Claude Bernard aligne bientôt les lois de la pathologie sur celles de la
physiologie dont il dégage le champ propre grâce à la notion de “ milieu intérieur ”.
Toute différence d’essence se trouve ainsi abolie entre fonctionnements normal et
pathologique de l’organisme. L’état pathologique pourra désormais, comme le
normal, faire l’objet d’études expérimentales en laboratoire. La célèbre expérience
dite du “ foie lavé ” témoigne de la fécondité d’une telle démarche. L’Introduction à
l’étude de la médecine expérimentale (1865) en fait un dogme populaire, transmis
par les écoles.
Mais ce sont les travaux de Louis Pasteur qui provoquent la secousse la
plus forte. Voici en effet un non-médecin, un chimiste et cristallographe, qui, en
étudiant des fermentations affectant la bière et le vin, impose brutalement à la
médecine “ un changement de destination et un déménagement de ses lieux
d’exercice ” (Canguilhem).
Avec la naissance de la bactériologie, la clinique se trouve en effet
désormais définitivement invitée à s’appuyer sur l’analyse pratiquée en laboratoire.
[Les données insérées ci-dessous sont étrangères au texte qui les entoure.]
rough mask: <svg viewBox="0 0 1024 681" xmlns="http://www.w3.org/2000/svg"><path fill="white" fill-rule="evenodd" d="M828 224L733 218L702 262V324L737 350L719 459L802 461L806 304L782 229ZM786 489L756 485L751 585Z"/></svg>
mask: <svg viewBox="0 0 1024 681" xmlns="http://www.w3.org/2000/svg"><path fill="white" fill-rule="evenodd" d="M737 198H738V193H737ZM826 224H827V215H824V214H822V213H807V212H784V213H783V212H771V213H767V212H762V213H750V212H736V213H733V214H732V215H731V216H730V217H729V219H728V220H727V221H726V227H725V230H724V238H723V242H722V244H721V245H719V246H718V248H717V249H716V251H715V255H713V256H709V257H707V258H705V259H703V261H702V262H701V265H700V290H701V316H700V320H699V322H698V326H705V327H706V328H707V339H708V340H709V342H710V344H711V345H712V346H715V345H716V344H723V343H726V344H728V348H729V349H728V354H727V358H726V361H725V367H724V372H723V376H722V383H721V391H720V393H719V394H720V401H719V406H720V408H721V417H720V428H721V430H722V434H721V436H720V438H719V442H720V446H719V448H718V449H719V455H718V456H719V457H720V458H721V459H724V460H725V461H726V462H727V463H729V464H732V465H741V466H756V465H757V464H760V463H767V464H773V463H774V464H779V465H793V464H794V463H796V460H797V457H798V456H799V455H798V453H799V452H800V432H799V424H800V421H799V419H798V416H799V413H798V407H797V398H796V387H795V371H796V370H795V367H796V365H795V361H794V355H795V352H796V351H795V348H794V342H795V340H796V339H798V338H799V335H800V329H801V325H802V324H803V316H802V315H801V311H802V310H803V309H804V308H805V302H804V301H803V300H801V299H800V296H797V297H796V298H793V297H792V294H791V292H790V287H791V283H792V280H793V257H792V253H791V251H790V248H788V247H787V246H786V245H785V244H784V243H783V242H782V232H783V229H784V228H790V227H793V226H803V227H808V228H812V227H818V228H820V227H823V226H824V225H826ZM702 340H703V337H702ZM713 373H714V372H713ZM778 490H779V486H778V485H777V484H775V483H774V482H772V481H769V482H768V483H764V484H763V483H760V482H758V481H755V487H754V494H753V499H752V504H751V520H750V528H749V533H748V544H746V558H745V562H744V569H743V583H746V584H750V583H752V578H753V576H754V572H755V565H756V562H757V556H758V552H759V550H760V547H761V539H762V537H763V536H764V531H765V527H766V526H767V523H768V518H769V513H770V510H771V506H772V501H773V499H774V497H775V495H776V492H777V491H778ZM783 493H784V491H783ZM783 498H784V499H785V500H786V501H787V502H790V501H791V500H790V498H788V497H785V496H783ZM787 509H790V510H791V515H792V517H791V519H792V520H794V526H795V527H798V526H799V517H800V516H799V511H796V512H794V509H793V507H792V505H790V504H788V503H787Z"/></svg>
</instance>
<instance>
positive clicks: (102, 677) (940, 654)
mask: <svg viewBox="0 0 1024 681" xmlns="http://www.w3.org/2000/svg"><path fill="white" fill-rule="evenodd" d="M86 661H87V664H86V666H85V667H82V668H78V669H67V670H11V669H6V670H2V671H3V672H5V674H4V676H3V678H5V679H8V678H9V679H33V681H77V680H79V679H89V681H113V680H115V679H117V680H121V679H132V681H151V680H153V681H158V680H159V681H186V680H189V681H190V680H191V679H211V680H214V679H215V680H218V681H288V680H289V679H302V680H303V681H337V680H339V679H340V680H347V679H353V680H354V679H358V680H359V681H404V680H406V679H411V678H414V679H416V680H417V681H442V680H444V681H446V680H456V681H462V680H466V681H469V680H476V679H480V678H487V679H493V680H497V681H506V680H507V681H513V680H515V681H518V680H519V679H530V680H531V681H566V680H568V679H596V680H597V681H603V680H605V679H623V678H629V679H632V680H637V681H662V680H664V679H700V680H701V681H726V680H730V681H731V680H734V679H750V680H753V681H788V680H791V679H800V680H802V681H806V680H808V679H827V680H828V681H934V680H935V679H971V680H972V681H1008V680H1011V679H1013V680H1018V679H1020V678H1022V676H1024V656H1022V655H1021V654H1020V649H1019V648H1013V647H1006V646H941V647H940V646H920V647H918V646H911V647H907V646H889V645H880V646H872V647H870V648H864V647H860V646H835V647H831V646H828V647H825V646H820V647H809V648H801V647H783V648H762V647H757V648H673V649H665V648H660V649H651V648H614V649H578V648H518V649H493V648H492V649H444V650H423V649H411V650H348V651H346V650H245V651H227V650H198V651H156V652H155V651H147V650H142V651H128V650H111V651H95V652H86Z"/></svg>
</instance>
Grâce à elle, le médecin peut, et bientôt devra, sortir de son cabinet ou de l’hôpital
pour “ dépister ”, à l’école, à la caserne, dans les entreprises. Le statut social de la
médecine change. La découverte des “ microbes ” permet de promouvoir une
notion toute nouvelle : celle de l’hygiène publique ; elle impose l’usage d’un
vocable dont l’équivoque, qui oscille entre santé et morale, sera mise à profit par
of Philosophical Life Sciences, 10, suppl. (1988), 15-29).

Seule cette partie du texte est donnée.